Through these channels, union bosses have been keeping a fatherly eye on the health of their accord with Blair and airing their disagreements in private. Here also, the Labour leader meets people with whom he has little in common.

Blair regards Rodney Bickerstaffe, general secretary of the big white- collar union Unison, with suspicion; Bill Morris of the Transport and General Workers' Union as unreliable; and John Edmonds, leader of the GMB, as too clever by half.

In these meetings, the union leaders have warned Blair that it may well be a game of two halves and that there may be trouble ahead. Although Labour has been reassured of union good behaviour ahead of any election, there is a different consideration about life after a Blair victory.

Blair has been told by union leaders that workers' aspirations under a Labour government might be difficult to control. Union leaders can manipulate their troops to support motions at conferences, but the attitude of the British workforce to their pay and conditions is quite another matter.

While Blair has been keen to keep a lid on expectations in virtually every speech he makes, unions have told him that their members may see things differently. At its most basic, their argument is that if working people vote Labour it will be because they believe a Blair government will change the economic atmosphere to allow a few more pounds to trickle into their pockets.

Evidence of rising expectations and growing industrial militancy has surfaced at London Underground, in the rail network and the Royal Mail. In the latter dispute, Alan Johnson, joint general secretary of the Communication Workers' Union and one of the strongest supporters of Blair in the union movement, has conspicuously failed to keep his troops in order. Johnson has been decidedly unhappy that his members have chosen the run-up to the election to flex their industrial muscles. Blair has indicated publicly that the union should ballot its members on the latest Royal Mail peace formula. So far, neither Blair nor Johnson have been successful in persuading postal workers to behave themselves. That could well be a harbinger of things to come.

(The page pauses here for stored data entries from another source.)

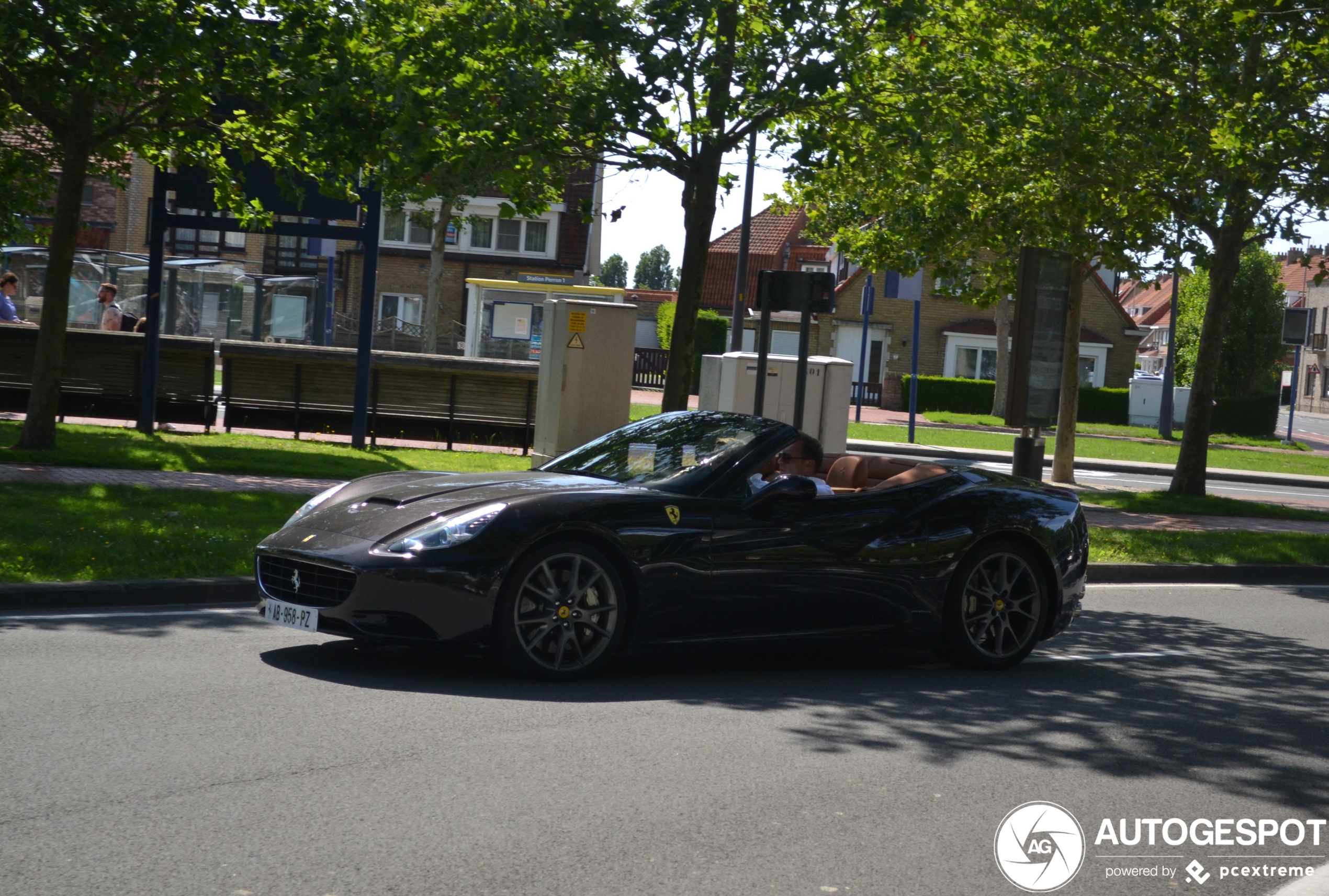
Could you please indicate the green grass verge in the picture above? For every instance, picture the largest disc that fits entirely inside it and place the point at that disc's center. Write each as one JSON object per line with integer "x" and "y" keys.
{"x": 80, "y": 446}
{"x": 1207, "y": 506}
{"x": 116, "y": 532}
{"x": 1291, "y": 462}
{"x": 1111, "y": 430}
{"x": 1147, "y": 547}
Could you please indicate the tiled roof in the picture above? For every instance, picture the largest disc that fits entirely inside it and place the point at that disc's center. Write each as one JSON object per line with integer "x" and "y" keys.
{"x": 988, "y": 327}
{"x": 766, "y": 252}
{"x": 650, "y": 296}
{"x": 1298, "y": 277}
{"x": 770, "y": 233}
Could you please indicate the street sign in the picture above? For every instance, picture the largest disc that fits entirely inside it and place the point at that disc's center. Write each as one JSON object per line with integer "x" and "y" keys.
{"x": 1039, "y": 337}
{"x": 796, "y": 291}
{"x": 1298, "y": 325}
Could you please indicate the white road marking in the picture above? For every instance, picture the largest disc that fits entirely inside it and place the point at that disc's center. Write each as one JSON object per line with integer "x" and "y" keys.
{"x": 1093, "y": 657}
{"x": 119, "y": 616}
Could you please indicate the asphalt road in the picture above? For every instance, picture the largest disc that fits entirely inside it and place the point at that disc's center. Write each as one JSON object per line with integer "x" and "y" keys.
{"x": 210, "y": 753}
{"x": 1308, "y": 497}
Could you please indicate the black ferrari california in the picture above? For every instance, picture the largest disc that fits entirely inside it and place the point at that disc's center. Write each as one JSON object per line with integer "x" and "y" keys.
{"x": 674, "y": 529}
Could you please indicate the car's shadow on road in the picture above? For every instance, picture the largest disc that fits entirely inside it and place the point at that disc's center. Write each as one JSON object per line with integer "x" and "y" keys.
{"x": 1238, "y": 709}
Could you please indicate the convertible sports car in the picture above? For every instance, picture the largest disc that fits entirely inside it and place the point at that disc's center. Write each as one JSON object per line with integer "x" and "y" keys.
{"x": 654, "y": 535}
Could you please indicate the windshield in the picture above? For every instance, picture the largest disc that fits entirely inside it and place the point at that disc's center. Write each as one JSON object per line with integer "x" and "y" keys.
{"x": 673, "y": 451}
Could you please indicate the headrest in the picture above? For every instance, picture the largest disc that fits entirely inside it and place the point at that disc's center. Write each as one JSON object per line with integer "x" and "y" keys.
{"x": 848, "y": 471}
{"x": 887, "y": 467}
{"x": 916, "y": 474}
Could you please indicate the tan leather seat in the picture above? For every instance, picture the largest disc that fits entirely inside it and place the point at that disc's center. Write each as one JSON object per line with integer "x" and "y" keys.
{"x": 883, "y": 468}
{"x": 917, "y": 474}
{"x": 848, "y": 474}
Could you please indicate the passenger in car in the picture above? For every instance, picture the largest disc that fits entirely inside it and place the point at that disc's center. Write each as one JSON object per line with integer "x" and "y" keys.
{"x": 801, "y": 458}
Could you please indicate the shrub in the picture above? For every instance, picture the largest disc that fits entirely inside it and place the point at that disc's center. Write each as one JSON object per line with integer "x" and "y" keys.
{"x": 712, "y": 339}
{"x": 1103, "y": 406}
{"x": 1246, "y": 415}
{"x": 951, "y": 394}
{"x": 665, "y": 323}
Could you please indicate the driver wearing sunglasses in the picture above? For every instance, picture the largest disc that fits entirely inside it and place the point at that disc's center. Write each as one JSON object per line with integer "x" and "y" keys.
{"x": 802, "y": 458}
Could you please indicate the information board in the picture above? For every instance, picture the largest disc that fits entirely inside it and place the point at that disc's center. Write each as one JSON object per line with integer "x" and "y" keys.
{"x": 1039, "y": 337}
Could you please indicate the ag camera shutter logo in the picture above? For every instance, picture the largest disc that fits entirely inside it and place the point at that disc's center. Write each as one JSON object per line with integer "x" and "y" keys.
{"x": 1040, "y": 847}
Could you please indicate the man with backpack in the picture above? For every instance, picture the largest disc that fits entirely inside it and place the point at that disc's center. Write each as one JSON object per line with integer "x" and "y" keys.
{"x": 114, "y": 317}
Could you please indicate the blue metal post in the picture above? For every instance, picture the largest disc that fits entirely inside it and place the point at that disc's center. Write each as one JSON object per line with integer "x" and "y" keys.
{"x": 1292, "y": 396}
{"x": 914, "y": 369}
{"x": 329, "y": 302}
{"x": 365, "y": 354}
{"x": 868, "y": 301}
{"x": 153, "y": 305}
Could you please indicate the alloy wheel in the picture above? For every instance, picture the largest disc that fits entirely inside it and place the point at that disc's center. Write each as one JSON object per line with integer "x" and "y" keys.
{"x": 565, "y": 613}
{"x": 1001, "y": 605}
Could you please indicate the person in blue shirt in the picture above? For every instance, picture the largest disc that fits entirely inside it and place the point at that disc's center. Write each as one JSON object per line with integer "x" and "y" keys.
{"x": 802, "y": 458}
{"x": 8, "y": 288}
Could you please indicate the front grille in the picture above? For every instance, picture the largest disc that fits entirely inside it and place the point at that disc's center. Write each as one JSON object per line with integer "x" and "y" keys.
{"x": 318, "y": 585}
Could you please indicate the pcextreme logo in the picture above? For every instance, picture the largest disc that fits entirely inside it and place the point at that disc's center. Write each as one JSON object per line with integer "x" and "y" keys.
{"x": 1040, "y": 847}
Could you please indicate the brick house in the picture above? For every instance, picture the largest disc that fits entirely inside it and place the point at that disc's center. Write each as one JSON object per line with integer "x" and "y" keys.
{"x": 556, "y": 242}
{"x": 1299, "y": 281}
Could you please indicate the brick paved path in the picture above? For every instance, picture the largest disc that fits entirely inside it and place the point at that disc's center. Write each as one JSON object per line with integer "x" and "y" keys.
{"x": 163, "y": 479}
{"x": 1109, "y": 519}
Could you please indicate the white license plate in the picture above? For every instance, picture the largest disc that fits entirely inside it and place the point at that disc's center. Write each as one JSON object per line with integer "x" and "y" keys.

The biggest battleground will be the public sector, where the Tories have frozen wages for the past three years and where union organisation is at its strongest. If Major holds off the election until next April, the public-sector pay round will in effect be over by the time any winning Labour team walks into Downing Street. Unions could then invoke the introduction of a national minimum wage as a way of keeping industrial peace. The following year, however, might be more problematic. In private meetings, Blair has been warned that the party is presiding over a "policy void" on public sector industrial relations. As one prominent union leader put it: "There is a lot of ill feeling, but no one wants to be seen to be opening their mouths and contributing to a Labour defeat."